Changelog for Oban Pro v1.3

This release is entirely dedicated to Smart engine optimizations, from slashing queue transactions to boosting bulk insert performance.

📮 Async Tracking

Rather than synchronously recording updates (acks) in a separate transaction after jobs execute, the Smart engine now bundles acks together to minimize transactions and reduce load on the database.

Async tracking, combined with the other enhancements detailed below, showed the following improvements over the previous Smart engine when executing 1,000 jobs with concurrency set to 20:

  • Transactions reduced by 97% (1,501 to 51)
  • Queries reduced by 94% (3,153 to 203)

That means less Ecto pool contention, fewer transactions, fewer queries, and fewer writes to the oban_producers table! There are similar, albeit less flashy, improvements over the Basic engine as well.

Notes and Implementation Details

  • Acks are stored centrally per queue and flushed with the next transaction using a lock-free mechanism that never drops an operation.

  • Acks are grouped and executed as a single query whenever possible. This is most visible in high throughput queues.

  • Acks are preserved across transactions to guarantee nothing is lost in the event of a rollback or an exception.

  • Acks are flushed on shutdown and when the queue is paused to ensure data remains as consistent as the previous synchronous version.

  • Acking is synchronous in testing mode, when draining jobs, and when explicitly enabled by a flag provided to the queue.

See the Smart engine's async tracking section for more details and instructions on how to selectively opt out of async mode.

v1.3.2 — 2024-01-19

Bug Fixes

  • [Smart] Ensure global queues keep running with ack_async: false.

    Global queues that are marked with ack_async: false must refresh the in-memory producer record between job fetching to keep the queue running. Otherwise, tracked jobs linger in the producer record despite successful acking.

  • [Smart] Prevent a race condition while pausing from stopping global queues.

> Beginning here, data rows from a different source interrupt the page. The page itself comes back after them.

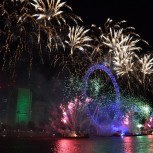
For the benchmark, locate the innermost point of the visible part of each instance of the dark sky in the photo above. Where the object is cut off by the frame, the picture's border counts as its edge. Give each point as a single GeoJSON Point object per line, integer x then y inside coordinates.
{"type": "Point", "coordinates": [138, 14]}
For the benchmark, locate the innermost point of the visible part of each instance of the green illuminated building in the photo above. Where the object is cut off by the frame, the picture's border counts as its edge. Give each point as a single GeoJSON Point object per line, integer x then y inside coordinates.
{"type": "Point", "coordinates": [23, 109]}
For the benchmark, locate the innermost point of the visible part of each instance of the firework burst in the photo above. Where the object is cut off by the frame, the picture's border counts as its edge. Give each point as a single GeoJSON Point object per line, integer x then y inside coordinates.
{"type": "Point", "coordinates": [30, 30]}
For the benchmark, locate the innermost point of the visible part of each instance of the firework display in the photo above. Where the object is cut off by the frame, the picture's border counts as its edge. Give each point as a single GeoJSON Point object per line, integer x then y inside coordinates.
{"type": "Point", "coordinates": [33, 31]}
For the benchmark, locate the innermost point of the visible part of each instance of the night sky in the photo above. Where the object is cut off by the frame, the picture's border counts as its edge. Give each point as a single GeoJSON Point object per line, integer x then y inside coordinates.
{"type": "Point", "coordinates": [138, 14]}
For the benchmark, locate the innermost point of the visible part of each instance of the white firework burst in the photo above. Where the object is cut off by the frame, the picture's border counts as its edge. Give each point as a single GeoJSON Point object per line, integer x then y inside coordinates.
{"type": "Point", "coordinates": [78, 38]}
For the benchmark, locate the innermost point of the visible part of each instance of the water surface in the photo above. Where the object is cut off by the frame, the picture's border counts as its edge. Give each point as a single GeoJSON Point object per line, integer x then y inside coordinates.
{"type": "Point", "coordinates": [139, 144]}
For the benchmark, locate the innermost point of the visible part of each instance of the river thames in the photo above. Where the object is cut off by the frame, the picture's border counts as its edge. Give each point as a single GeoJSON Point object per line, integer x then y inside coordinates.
{"type": "Point", "coordinates": [135, 144]}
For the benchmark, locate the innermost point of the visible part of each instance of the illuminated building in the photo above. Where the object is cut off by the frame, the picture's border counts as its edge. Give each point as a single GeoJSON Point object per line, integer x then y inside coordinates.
{"type": "Point", "coordinates": [23, 109]}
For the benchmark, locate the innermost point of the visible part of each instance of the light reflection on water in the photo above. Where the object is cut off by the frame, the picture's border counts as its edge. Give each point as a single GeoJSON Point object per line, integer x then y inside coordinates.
{"type": "Point", "coordinates": [139, 144]}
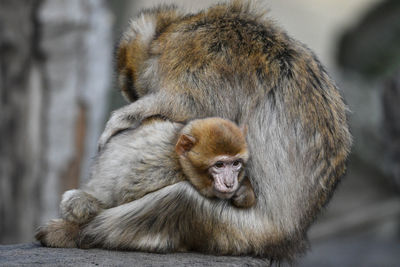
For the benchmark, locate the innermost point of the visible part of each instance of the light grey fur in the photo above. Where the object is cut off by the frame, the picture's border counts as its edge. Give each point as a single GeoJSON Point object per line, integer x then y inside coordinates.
{"type": "Point", "coordinates": [135, 162]}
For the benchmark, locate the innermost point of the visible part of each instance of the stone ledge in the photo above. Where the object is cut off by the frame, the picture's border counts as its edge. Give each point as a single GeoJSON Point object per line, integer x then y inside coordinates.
{"type": "Point", "coordinates": [33, 254]}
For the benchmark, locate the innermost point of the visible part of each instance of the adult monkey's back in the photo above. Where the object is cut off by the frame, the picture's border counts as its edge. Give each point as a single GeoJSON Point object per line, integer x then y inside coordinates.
{"type": "Point", "coordinates": [229, 61]}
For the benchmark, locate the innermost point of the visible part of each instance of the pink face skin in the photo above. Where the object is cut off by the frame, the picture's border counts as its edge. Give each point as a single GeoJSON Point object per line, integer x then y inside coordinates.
{"type": "Point", "coordinates": [225, 172]}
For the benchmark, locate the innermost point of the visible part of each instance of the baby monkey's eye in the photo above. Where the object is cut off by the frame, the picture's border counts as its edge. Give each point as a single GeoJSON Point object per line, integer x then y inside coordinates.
{"type": "Point", "coordinates": [219, 164]}
{"type": "Point", "coordinates": [236, 163]}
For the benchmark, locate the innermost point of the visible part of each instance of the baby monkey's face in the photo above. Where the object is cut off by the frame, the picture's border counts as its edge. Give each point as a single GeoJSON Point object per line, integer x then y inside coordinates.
{"type": "Point", "coordinates": [226, 175]}
{"type": "Point", "coordinates": [212, 153]}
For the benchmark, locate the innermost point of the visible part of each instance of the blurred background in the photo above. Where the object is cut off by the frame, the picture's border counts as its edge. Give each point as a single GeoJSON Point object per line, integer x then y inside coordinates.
{"type": "Point", "coordinates": [58, 87]}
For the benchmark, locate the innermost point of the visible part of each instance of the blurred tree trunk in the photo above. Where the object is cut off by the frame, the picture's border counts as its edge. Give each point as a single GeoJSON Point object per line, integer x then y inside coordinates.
{"type": "Point", "coordinates": [55, 68]}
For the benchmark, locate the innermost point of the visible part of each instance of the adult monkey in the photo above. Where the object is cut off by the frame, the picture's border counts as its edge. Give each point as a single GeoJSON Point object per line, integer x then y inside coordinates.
{"type": "Point", "coordinates": [228, 61]}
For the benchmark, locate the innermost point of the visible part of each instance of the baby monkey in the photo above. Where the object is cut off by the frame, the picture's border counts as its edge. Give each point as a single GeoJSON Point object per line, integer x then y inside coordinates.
{"type": "Point", "coordinates": [209, 153]}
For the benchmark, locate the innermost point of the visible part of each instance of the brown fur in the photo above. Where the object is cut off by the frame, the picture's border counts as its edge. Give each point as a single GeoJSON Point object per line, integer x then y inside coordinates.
{"type": "Point", "coordinates": [230, 61]}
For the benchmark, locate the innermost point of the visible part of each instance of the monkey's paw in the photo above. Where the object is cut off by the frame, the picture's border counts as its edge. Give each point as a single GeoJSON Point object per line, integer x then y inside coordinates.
{"type": "Point", "coordinates": [58, 233]}
{"type": "Point", "coordinates": [78, 206]}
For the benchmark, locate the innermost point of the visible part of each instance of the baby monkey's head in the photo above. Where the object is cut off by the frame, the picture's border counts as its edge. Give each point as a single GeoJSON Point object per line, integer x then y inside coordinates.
{"type": "Point", "coordinates": [213, 153]}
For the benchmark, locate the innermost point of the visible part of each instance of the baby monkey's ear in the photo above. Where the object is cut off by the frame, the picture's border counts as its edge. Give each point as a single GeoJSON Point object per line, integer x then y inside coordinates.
{"type": "Point", "coordinates": [184, 144]}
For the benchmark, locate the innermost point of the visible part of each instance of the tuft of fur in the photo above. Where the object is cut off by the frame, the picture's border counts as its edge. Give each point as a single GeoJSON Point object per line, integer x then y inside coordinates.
{"type": "Point", "coordinates": [58, 233]}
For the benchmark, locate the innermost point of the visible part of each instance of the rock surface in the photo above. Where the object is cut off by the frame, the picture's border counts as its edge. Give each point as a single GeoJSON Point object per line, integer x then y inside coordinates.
{"type": "Point", "coordinates": [33, 254]}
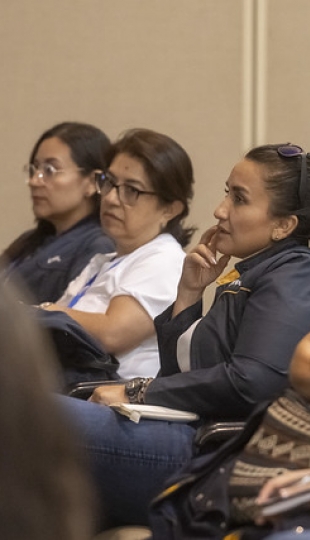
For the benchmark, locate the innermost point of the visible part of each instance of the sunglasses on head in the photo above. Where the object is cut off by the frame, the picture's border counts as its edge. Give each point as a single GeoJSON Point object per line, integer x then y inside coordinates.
{"type": "Point", "coordinates": [291, 150]}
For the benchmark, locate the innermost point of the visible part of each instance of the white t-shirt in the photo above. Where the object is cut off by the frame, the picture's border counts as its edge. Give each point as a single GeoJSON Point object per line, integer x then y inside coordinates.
{"type": "Point", "coordinates": [150, 274]}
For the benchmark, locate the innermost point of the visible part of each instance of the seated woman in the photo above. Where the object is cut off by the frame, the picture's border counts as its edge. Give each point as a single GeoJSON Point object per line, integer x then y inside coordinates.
{"type": "Point", "coordinates": [145, 196]}
{"type": "Point", "coordinates": [66, 207]}
{"type": "Point", "coordinates": [45, 491]}
{"type": "Point", "coordinates": [271, 457]}
{"type": "Point", "coordinates": [221, 364]}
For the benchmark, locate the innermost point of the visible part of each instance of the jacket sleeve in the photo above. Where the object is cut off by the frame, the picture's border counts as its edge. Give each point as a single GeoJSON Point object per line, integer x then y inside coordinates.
{"type": "Point", "coordinates": [276, 317]}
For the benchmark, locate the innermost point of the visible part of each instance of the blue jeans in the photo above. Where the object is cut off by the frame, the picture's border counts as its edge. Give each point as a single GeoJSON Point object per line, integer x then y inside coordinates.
{"type": "Point", "coordinates": [129, 461]}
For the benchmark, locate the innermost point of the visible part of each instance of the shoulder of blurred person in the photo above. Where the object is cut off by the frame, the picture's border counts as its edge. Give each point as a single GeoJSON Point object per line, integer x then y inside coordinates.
{"type": "Point", "coordinates": [45, 491]}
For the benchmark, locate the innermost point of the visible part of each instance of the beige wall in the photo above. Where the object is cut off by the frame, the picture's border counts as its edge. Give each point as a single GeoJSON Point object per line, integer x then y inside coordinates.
{"type": "Point", "coordinates": [217, 75]}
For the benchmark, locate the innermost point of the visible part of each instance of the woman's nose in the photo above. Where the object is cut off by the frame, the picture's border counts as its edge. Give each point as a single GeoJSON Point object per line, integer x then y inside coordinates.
{"type": "Point", "coordinates": [112, 196]}
{"type": "Point", "coordinates": [221, 210]}
{"type": "Point", "coordinates": [36, 179]}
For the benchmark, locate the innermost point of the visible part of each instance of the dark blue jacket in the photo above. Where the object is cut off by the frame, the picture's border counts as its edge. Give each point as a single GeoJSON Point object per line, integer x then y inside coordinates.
{"type": "Point", "coordinates": [60, 259]}
{"type": "Point", "coordinates": [241, 349]}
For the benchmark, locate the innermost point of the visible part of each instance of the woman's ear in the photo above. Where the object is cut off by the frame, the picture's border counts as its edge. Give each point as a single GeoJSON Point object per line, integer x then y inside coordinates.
{"type": "Point", "coordinates": [173, 209]}
{"type": "Point", "coordinates": [90, 186]}
{"type": "Point", "coordinates": [285, 227]}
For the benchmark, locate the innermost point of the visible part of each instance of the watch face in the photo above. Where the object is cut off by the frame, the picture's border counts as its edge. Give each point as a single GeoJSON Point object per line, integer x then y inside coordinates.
{"type": "Point", "coordinates": [130, 387]}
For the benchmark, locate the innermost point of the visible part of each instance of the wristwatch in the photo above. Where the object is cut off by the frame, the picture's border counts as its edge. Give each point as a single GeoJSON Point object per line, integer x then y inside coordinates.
{"type": "Point", "coordinates": [135, 388]}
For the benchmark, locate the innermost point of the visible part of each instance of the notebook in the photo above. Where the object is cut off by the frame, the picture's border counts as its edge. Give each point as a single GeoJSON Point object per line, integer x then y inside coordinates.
{"type": "Point", "coordinates": [154, 412]}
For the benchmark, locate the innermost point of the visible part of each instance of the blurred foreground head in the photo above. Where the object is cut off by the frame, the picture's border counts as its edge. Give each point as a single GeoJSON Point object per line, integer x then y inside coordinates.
{"type": "Point", "coordinates": [45, 493]}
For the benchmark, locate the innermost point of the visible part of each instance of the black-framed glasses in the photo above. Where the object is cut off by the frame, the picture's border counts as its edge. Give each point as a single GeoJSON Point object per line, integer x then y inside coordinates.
{"type": "Point", "coordinates": [292, 150]}
{"type": "Point", "coordinates": [127, 194]}
{"type": "Point", "coordinates": [44, 171]}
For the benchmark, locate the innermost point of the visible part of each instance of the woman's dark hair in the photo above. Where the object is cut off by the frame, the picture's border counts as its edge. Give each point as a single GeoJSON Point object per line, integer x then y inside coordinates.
{"type": "Point", "coordinates": [169, 169]}
{"type": "Point", "coordinates": [283, 181]}
{"type": "Point", "coordinates": [88, 147]}
{"type": "Point", "coordinates": [45, 490]}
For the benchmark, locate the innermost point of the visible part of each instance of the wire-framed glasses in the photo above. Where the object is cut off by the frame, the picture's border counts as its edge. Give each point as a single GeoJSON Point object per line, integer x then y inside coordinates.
{"type": "Point", "coordinates": [44, 171]}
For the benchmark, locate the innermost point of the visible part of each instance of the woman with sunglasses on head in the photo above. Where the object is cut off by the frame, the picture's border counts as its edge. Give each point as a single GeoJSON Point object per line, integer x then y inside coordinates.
{"type": "Point", "coordinates": [66, 207]}
{"type": "Point", "coordinates": [218, 365]}
{"type": "Point", "coordinates": [145, 196]}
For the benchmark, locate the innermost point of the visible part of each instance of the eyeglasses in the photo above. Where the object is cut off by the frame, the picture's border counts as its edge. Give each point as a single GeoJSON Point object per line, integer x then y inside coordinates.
{"type": "Point", "coordinates": [291, 150]}
{"type": "Point", "coordinates": [45, 171]}
{"type": "Point", "coordinates": [127, 194]}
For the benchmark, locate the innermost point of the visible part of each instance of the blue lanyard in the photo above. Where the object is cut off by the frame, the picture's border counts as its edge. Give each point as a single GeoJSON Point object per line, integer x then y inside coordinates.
{"type": "Point", "coordinates": [80, 294]}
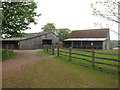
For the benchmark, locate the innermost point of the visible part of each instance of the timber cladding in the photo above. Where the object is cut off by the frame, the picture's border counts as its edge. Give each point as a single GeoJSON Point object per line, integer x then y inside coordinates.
{"type": "Point", "coordinates": [90, 38]}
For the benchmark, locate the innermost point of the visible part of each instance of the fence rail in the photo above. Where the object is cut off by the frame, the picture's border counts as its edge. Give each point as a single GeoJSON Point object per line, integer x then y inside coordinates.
{"type": "Point", "coordinates": [68, 52]}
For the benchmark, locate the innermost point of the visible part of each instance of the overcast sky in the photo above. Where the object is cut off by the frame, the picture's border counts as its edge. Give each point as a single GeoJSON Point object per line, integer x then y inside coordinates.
{"type": "Point", "coordinates": [72, 14]}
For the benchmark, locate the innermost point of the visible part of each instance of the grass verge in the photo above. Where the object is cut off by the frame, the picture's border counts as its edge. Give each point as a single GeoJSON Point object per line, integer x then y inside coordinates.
{"type": "Point", "coordinates": [58, 73]}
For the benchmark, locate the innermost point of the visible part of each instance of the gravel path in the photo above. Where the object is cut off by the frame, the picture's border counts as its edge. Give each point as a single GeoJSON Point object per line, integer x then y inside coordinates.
{"type": "Point", "coordinates": [23, 58]}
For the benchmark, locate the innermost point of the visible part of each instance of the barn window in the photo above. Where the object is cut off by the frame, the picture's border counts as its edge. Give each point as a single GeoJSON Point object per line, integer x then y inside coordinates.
{"type": "Point", "coordinates": [47, 42]}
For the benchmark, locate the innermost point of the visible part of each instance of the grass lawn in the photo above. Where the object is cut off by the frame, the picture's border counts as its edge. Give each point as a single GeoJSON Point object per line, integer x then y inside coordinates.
{"type": "Point", "coordinates": [4, 56]}
{"type": "Point", "coordinates": [58, 73]}
{"type": "Point", "coordinates": [102, 66]}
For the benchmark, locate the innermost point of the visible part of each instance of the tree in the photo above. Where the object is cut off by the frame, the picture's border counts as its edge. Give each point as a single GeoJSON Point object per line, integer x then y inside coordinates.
{"type": "Point", "coordinates": [107, 9]}
{"type": "Point", "coordinates": [50, 27]}
{"type": "Point", "coordinates": [63, 33]}
{"type": "Point", "coordinates": [16, 16]}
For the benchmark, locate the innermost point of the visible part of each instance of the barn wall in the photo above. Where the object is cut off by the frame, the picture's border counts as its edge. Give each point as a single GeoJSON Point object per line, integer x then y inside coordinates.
{"type": "Point", "coordinates": [10, 44]}
{"type": "Point", "coordinates": [83, 44]}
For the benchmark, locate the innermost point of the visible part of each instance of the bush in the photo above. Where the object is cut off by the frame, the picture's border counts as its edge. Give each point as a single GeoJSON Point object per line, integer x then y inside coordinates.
{"type": "Point", "coordinates": [6, 54]}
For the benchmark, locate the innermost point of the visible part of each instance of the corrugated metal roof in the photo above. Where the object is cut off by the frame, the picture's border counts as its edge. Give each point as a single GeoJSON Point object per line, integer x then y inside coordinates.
{"type": "Point", "coordinates": [86, 39]}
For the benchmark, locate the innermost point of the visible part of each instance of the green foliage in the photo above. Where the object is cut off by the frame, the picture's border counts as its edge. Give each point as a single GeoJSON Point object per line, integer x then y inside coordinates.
{"type": "Point", "coordinates": [63, 33]}
{"type": "Point", "coordinates": [4, 56]}
{"type": "Point", "coordinates": [16, 16]}
{"type": "Point", "coordinates": [49, 27]}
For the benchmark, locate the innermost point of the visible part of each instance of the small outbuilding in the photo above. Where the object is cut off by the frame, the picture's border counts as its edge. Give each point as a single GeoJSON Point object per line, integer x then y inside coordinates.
{"type": "Point", "coordinates": [31, 41]}
{"type": "Point", "coordinates": [87, 39]}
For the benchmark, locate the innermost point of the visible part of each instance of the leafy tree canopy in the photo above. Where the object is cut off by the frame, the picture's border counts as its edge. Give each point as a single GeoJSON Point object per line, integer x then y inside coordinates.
{"type": "Point", "coordinates": [107, 9]}
{"type": "Point", "coordinates": [49, 27]}
{"type": "Point", "coordinates": [16, 16]}
{"type": "Point", "coordinates": [63, 33]}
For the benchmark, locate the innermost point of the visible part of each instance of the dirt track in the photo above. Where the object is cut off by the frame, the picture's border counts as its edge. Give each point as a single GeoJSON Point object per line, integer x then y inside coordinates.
{"type": "Point", "coordinates": [23, 58]}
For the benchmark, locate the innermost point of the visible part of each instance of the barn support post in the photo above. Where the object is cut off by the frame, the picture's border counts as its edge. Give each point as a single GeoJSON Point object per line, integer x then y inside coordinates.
{"type": "Point", "coordinates": [70, 49]}
{"type": "Point", "coordinates": [93, 58]}
{"type": "Point", "coordinates": [47, 48]}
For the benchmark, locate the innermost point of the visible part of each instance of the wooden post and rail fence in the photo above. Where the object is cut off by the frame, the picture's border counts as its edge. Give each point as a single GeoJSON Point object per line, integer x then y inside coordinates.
{"type": "Point", "coordinates": [61, 51]}
{"type": "Point", "coordinates": [8, 47]}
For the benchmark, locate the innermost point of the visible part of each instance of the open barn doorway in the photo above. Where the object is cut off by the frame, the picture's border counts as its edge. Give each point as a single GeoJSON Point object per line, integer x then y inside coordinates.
{"type": "Point", "coordinates": [47, 42]}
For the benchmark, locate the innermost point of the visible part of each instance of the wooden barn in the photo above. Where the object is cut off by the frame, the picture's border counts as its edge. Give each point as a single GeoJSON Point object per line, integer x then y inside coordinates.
{"type": "Point", "coordinates": [31, 41]}
{"type": "Point", "coordinates": [87, 39]}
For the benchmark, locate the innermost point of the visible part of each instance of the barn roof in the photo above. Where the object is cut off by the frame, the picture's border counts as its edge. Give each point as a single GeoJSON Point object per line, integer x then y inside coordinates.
{"type": "Point", "coordinates": [85, 39]}
{"type": "Point", "coordinates": [90, 33]}
{"type": "Point", "coordinates": [30, 35]}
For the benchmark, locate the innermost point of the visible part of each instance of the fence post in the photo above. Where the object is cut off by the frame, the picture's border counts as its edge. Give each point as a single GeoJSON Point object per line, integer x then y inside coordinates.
{"type": "Point", "coordinates": [7, 50]}
{"type": "Point", "coordinates": [47, 48]}
{"type": "Point", "coordinates": [93, 58]}
{"type": "Point", "coordinates": [70, 53]}
{"type": "Point", "coordinates": [58, 49]}
{"type": "Point", "coordinates": [53, 49]}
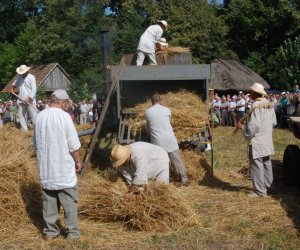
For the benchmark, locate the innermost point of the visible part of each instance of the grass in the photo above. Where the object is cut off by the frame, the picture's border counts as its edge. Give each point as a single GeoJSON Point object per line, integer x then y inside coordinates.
{"type": "Point", "coordinates": [228, 218]}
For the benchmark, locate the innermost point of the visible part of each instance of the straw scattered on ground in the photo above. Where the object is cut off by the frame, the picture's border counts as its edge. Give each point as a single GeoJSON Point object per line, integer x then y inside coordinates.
{"type": "Point", "coordinates": [144, 213]}
{"type": "Point", "coordinates": [171, 50]}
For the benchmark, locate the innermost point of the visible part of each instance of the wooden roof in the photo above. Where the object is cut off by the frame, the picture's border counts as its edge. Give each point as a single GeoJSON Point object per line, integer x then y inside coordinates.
{"type": "Point", "coordinates": [41, 72]}
{"type": "Point", "coordinates": [232, 75]}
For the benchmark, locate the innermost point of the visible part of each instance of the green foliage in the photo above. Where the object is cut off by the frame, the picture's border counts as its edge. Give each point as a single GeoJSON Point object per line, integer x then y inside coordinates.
{"type": "Point", "coordinates": [284, 65]}
{"type": "Point", "coordinates": [258, 26]}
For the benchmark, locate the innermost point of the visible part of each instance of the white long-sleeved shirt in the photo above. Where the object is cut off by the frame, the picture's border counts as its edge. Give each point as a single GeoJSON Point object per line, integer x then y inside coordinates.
{"type": "Point", "coordinates": [55, 137]}
{"type": "Point", "coordinates": [27, 87]}
{"type": "Point", "coordinates": [147, 162]}
{"type": "Point", "coordinates": [259, 128]}
{"type": "Point", "coordinates": [161, 132]}
{"type": "Point", "coordinates": [149, 38]}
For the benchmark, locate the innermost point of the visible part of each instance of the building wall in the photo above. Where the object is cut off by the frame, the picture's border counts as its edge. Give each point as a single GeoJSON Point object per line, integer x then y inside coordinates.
{"type": "Point", "coordinates": [55, 80]}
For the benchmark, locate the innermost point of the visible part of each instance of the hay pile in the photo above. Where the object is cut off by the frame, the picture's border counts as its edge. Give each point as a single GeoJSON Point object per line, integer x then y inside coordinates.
{"type": "Point", "coordinates": [19, 194]}
{"type": "Point", "coordinates": [161, 208]}
{"type": "Point", "coordinates": [174, 50]}
{"type": "Point", "coordinates": [189, 113]}
{"type": "Point", "coordinates": [100, 200]}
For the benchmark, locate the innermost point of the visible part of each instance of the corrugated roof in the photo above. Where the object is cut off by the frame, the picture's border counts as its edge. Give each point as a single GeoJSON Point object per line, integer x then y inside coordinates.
{"type": "Point", "coordinates": [40, 72]}
{"type": "Point", "coordinates": [232, 75]}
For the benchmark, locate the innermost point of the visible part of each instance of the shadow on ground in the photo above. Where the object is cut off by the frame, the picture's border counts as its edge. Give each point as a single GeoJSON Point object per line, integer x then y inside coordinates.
{"type": "Point", "coordinates": [212, 181]}
{"type": "Point", "coordinates": [32, 198]}
{"type": "Point", "coordinates": [288, 196]}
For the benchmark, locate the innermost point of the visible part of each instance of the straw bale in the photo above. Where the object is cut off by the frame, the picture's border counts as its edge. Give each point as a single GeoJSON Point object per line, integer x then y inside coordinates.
{"type": "Point", "coordinates": [193, 163]}
{"type": "Point", "coordinates": [18, 170]}
{"type": "Point", "coordinates": [189, 113]}
{"type": "Point", "coordinates": [175, 50]}
{"type": "Point", "coordinates": [161, 208]}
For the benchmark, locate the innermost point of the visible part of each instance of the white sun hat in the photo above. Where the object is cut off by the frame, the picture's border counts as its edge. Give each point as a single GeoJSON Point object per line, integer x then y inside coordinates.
{"type": "Point", "coordinates": [119, 154]}
{"type": "Point", "coordinates": [258, 88]}
{"type": "Point", "coordinates": [22, 69]}
{"type": "Point", "coordinates": [61, 94]}
{"type": "Point", "coordinates": [164, 23]}
{"type": "Point", "coordinates": [163, 42]}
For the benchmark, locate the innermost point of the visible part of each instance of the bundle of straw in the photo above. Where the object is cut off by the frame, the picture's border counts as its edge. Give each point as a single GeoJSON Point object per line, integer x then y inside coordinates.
{"type": "Point", "coordinates": [161, 208]}
{"type": "Point", "coordinates": [174, 50]}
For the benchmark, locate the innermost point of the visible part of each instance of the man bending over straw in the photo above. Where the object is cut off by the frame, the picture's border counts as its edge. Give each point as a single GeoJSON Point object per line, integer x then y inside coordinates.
{"type": "Point", "coordinates": [57, 147]}
{"type": "Point", "coordinates": [139, 162]}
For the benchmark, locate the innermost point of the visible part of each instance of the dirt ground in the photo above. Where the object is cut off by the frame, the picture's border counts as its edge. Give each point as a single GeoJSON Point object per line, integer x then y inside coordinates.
{"type": "Point", "coordinates": [228, 218]}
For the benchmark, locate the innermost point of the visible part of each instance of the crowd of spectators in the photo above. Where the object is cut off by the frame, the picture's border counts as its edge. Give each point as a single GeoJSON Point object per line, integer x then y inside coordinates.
{"type": "Point", "coordinates": [229, 109]}
{"type": "Point", "coordinates": [81, 112]}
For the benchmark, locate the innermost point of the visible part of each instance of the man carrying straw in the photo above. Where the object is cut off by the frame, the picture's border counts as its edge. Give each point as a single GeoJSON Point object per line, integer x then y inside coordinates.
{"type": "Point", "coordinates": [139, 162]}
{"type": "Point", "coordinates": [26, 84]}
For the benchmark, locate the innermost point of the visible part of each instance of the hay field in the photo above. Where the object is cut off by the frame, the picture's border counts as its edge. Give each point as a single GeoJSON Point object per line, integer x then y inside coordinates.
{"type": "Point", "coordinates": [219, 213]}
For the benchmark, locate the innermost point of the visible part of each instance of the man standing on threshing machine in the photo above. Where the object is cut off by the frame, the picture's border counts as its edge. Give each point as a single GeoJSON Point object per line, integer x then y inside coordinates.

    Pausing a global queue while there are pending acks could trigger a write-after-read race condition that lost tracking changes. Eventually, leaked changes could prevent the queue from fetching new jobs because it looked like the global limit was met.

  • [Smart] Always split completed ack queries for recorded jobs.

    Jobs with different recorded output could mistakenly be written with a single query if they completed within a few ms of each other. This changes the grouping mechanism to only bundle simple completions, never recorded completions.

v1.3.1 — 2024-01-17

Bug Fixes

  • [Smart] Default to synchronous acking when Oban is in a testing mode.

    Acking should always be synchronous during tests to prevent flickering failures from race conditions. Previously, acking relied on a failed registry lookup to switch to synchronous mode, which wasn't accurate enough.

  • [Smart] Default to synchronous acking for drain_jobs/2 and related test helpers.

    Draining runs synchronously in the test process, but not in testing mode. This explicitly disables ack_async when draining jobs.

  • [DynamicPartitioner] Only sub-partition by date in non-test environments.

    To prevent testing errors after migration, the completed, cancelled, and discarded states are sub-partitioned by date only in :dev and :prod environments.

    It's possible to enable date partitioning in other production-like environments with the new date_partition? flag.

  • [DynamicPartitioner] Rename existing args and meta indexes to allow index recreation

    When renaming the existing table to oban_jobs_old the args and meta indexes weren't renamed. That prevented creating those indexes on the new partitioned table, because Postgres detects that those indexes already existed and so it skips their creation.

v1.3.0 — 2024-01-16

Enhancements

  • [Smart] Skip extra query to "touch" the producer when acking without global or rate limiting enabled. This change reduces overall producer updates from 1 per job to 2 per minute for standard queues.

  • [Smart] Avoid refetching the local producer's data when fetching new jobs.

    Async acking is centralized through the producer, which guarantees global and rate tracking data is up-to-date before fetching without an additional read.

  • [Smart] Optimize job insertion with fewer iterations.

    Iterating through job changesets as a map/reduce with fewer conversions improves inserting 1k jobs by 10% while reducing overall memory by 9%.

  • [Smart] Efficiently count changesets during insert_all.

    Prevent duplicate iterations through changesets to count unique jobs. Iterating through them once to accumulate multiple counts improved insertion by 3% and reduced overall memory by 2%.

  • [Smart] Acking cancelled jobs is done with a single operation and limited to queues with global limiting.

Bug Fixes

  • [Smart] Always merge acked meta updates dynamically.

    All meta-updating queries are dynamically merged with existing meta. This prevents recorded jobs from clobbering other meta updates made while the job executed.

  • [Smart] Safely extract producer uuid from attempted_by with more than two elements

  • [DynamicCron] Preserve stored opts such as args, priority, etc., on reboot when no new opts are set.

  • [Relay] Skip attempting relay notifications when the associated Oban pid isn't alive.